A seguir, considerando a indecência inerente de grande parte da blogosfera pró Rússia e a assim chamada “mídia alternativa”, gostaria que ficasse consignado que tenho uma grande admiração e respeito por Paul Craig Roberts, especialmente por sua grande coragem e honestidade intelectual. Posso até não concordar com tudo o que ele escreve, mas jamais esqueço que antes de qualquer coisa ele é um verdadeiro patriota (norte)americano e um amigo real da Rússia. Considero-o um precioso aliado em minhas lutas.
Tendo deixado esse assunto bem esclarecido, vamos voltar aos questionamentos de Paul.
Inicialmente, começarei questionando a premissa da questão e investigando se é verdade que a Rússia tem uma política de “oferecer a outra face”.
Trata-se de uma conclusão equivocada, em minha opinião. A Rússia não tem “uma” política externa, mas várias políticas externas diferentes relacionadas a diferentes países e situações. Não vou listá-las todas aqui, mas mencionarei duas que são as mais citadas neste contexto: Síria e Ucrânia.
São conflitos dramaticamente diferentes com características extremamente diversas:

Rússia e Estados Unidos



NA SÍRIA
NA UCRÂNIA
Risco de enfrentamento direto entre RÚSSIA e EUA
SIM
NÃO (APENAS INDIRETAMENTE)
Risco de acontecer um incidente local que possa escalar para uma guerra total e até nuclear
SIM
MUITO BAIXO
Proximidade da fronteira russa
NÃO
SIM
Vantagem esmagadora de forças
US-CENTCOM-OTAN
Exército russo
Forte presença de população russa
NÃO
SIM
Apoio da população russa (um espécie de mandato) para o uso da força se necessário
Há um apoio cauteloso, mas não um cheque em branco
Forte (em caso de contra ataque russo para salvar a Novorrúsia)
Risco de um tiro pela culatra político se a Rússia for forçada a escalar ou intervir
Limitado (a U.Europeia e até EUA e Israel aceitaram que a Rússia está na Síria para ficar)
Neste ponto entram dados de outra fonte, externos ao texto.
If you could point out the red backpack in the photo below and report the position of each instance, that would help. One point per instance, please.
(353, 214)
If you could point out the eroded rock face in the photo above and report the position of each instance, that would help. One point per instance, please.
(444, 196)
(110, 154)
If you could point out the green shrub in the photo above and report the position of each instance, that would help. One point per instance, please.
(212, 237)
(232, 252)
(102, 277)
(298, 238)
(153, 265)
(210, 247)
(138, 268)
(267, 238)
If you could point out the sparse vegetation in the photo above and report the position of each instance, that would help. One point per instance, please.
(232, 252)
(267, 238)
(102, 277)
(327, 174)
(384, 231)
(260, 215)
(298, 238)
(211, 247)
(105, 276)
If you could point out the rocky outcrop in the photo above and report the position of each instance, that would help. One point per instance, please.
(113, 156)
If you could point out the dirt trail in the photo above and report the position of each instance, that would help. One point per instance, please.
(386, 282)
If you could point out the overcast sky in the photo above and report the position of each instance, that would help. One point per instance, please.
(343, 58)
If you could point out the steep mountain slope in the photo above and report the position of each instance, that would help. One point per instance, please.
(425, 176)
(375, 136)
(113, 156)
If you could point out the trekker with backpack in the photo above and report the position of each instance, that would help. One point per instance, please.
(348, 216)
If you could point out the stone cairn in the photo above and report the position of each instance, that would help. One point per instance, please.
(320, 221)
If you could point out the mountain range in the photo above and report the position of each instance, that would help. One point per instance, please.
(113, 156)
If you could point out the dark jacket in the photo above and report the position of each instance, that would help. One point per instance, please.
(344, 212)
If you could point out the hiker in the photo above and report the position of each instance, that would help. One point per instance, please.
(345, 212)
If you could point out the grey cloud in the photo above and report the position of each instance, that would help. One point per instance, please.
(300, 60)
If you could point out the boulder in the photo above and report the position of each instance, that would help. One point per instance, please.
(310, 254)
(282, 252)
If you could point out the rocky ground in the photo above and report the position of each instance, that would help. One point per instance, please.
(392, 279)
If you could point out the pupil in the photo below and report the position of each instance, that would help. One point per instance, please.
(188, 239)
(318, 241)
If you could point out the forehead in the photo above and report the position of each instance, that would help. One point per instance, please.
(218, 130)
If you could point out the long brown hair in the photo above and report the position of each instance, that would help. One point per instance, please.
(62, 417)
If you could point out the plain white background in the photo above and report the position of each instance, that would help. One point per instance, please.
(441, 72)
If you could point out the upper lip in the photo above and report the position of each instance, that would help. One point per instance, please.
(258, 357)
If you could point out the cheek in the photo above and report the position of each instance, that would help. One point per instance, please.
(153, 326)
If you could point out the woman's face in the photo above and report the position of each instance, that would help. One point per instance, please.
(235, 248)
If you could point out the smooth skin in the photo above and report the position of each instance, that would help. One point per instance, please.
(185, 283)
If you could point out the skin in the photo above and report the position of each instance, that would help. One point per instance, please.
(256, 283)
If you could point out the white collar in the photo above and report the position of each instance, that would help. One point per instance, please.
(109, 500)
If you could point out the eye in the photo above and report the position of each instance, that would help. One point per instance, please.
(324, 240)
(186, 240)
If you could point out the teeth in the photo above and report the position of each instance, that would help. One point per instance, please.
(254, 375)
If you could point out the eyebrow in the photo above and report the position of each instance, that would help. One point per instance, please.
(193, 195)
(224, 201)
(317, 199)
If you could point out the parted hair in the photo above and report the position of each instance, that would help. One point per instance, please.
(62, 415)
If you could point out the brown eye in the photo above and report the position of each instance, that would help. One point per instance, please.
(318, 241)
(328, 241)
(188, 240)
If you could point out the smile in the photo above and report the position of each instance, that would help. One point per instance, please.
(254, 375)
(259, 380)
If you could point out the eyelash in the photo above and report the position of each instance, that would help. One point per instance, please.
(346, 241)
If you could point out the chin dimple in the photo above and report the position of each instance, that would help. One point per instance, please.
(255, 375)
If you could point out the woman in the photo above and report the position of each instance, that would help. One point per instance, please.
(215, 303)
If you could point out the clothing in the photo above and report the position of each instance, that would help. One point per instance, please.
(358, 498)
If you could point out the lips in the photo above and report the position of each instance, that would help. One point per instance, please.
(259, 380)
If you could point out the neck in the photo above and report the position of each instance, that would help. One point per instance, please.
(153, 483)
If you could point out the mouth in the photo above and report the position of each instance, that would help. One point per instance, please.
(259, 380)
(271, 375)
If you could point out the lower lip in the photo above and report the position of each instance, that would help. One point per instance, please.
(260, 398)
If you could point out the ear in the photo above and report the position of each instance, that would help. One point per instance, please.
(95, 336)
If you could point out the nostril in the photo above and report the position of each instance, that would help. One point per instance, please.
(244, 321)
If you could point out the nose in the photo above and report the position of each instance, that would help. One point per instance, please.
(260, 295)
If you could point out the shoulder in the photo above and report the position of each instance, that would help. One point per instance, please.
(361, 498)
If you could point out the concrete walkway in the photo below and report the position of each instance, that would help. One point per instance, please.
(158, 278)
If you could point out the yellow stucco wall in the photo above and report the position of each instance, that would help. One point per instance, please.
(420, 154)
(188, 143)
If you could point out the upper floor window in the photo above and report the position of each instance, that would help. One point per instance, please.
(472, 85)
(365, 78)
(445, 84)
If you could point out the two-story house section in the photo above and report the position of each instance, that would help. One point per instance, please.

Muito alto (na U.Europeia)
Russian intervention justifiable under international law
Evidentemente sim
Sim, mas não tão claramente
Haverá grandes consequências econômicas e sociais (para a Rússia) como resultado do conflito?
NÃO
SIM
A Rússia está sob pressão para resolver o conflito?
NÃO
NÃO

Como se percebe, das 10 características do conflito na Ucrânia e na Síria, só existe uma coisa em comum: a Rússia não está sob pressão para resolvê-los. Na realidade, eu poderia argumentar que o tempo está do lado russo nos dois conflitos (claro que se deve ressaltar que as populações da Ucrânia e da Síria não estão em posição assim confortável – cada dia é um pesadelo a ser enfrentado).
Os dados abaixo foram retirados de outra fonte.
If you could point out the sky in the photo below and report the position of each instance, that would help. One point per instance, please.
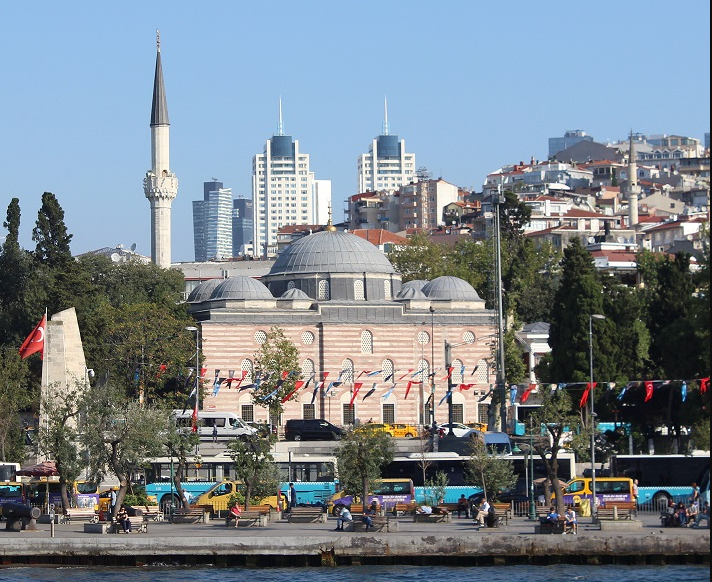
(471, 86)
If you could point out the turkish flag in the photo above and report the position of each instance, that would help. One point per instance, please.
(35, 341)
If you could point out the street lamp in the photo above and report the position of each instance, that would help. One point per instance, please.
(593, 414)
(197, 379)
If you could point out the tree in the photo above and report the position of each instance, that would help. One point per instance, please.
(493, 473)
(360, 457)
(58, 437)
(120, 434)
(556, 414)
(254, 467)
(279, 358)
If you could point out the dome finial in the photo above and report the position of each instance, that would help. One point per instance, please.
(330, 227)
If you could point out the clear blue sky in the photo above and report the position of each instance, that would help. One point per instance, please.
(471, 86)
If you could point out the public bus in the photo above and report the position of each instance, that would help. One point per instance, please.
(662, 478)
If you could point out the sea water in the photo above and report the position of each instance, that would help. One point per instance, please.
(558, 573)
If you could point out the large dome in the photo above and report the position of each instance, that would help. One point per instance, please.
(331, 252)
(241, 287)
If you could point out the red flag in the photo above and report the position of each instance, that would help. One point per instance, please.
(584, 396)
(357, 387)
(526, 393)
(35, 341)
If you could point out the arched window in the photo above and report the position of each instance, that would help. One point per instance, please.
(457, 372)
(307, 369)
(358, 290)
(387, 371)
(246, 366)
(347, 370)
(366, 342)
(324, 290)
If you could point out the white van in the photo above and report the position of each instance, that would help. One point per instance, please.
(229, 425)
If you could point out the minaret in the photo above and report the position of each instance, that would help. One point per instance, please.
(160, 185)
(632, 185)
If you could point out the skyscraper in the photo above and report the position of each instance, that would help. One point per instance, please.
(242, 224)
(282, 190)
(160, 185)
(386, 166)
(212, 223)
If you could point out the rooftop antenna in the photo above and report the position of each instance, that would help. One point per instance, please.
(280, 125)
(385, 118)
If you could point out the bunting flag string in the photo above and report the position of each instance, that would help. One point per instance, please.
(357, 387)
(371, 391)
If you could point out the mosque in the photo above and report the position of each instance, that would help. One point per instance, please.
(339, 300)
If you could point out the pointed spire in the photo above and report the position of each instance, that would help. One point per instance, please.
(159, 107)
(385, 118)
(280, 125)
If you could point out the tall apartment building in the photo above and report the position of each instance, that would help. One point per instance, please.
(282, 191)
(242, 226)
(212, 223)
(386, 166)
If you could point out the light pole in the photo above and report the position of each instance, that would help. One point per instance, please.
(593, 414)
(197, 380)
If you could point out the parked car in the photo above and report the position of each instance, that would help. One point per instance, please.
(316, 429)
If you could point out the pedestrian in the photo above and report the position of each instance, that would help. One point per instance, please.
(292, 496)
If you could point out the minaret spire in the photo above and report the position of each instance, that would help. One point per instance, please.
(385, 117)
(280, 125)
(160, 185)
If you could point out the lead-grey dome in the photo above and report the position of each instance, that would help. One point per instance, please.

Por comparação, as duas características mais importantes são o risco de uma escalação para um conflito total e um enfrentamento direto entre duas superpotências que pode derivar facilmente para uma guerra nuclear. Isso é muito improvável na Ucrânia e bem possível na Síria.
Por que?
Pense no atual estado de impasse nos dois países: na Ucrânia os novorrusos estão alertando para uma concentração de blindados nas cercanias de Mariupol; na Síria a Marinha russa e suas Forças Aeroespaciais estão posicionados para afundar navios da marinha (norte)americana se receberam a ordem. Deu para perceber a diferença em qualidade e magnitude?!
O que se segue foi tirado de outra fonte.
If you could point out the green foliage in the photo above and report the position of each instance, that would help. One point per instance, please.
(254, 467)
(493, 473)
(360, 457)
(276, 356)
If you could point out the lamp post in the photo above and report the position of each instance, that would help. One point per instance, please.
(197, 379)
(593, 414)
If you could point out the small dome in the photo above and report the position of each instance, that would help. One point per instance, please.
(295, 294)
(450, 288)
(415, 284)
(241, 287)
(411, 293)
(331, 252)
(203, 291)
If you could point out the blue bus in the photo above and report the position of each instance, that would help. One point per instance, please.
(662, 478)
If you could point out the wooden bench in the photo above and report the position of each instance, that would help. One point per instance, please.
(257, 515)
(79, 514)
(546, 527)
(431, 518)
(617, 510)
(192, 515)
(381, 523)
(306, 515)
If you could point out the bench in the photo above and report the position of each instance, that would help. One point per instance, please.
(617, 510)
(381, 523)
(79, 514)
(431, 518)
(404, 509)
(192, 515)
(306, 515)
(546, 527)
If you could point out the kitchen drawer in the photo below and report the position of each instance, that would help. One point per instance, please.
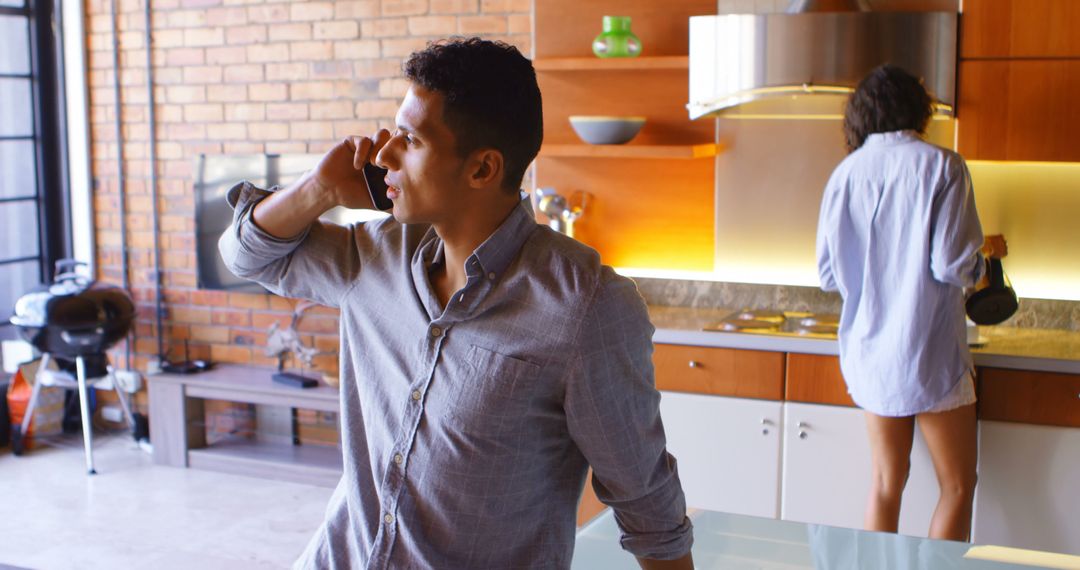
(1025, 396)
(719, 371)
(815, 379)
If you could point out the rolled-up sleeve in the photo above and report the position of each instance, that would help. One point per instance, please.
(320, 263)
(613, 417)
(956, 235)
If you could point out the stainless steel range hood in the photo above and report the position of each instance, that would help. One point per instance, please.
(804, 66)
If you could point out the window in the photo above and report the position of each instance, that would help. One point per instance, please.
(35, 220)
Por essas razões, creio que precisamos ver a posição russa nos dois conflitos de forma separada.
Síria
Tenho escrito muito sobre a posição russa na Síria e portanto aqui mostrarei apenas um resumo com o que considero pontos-chave:
·         O conflito na Síria coloca as forças russas e (norte)americanas muito próximas uma da outra. Além disso, a força tarefa do exército russo na Síria e nas proximidades do país são bem pequenas e não podem resistir a um ataque determinado de EUA/CENTCOM/OTAN. Caso atacada na Síria, a Rússia rapidamente evoluirá para o uso de seus mísseis de cruzeiro de longo alcance os quais estão baseados na Rússia ou em seus portos. Que fará o exército dos EUA se isso vier a acontecer?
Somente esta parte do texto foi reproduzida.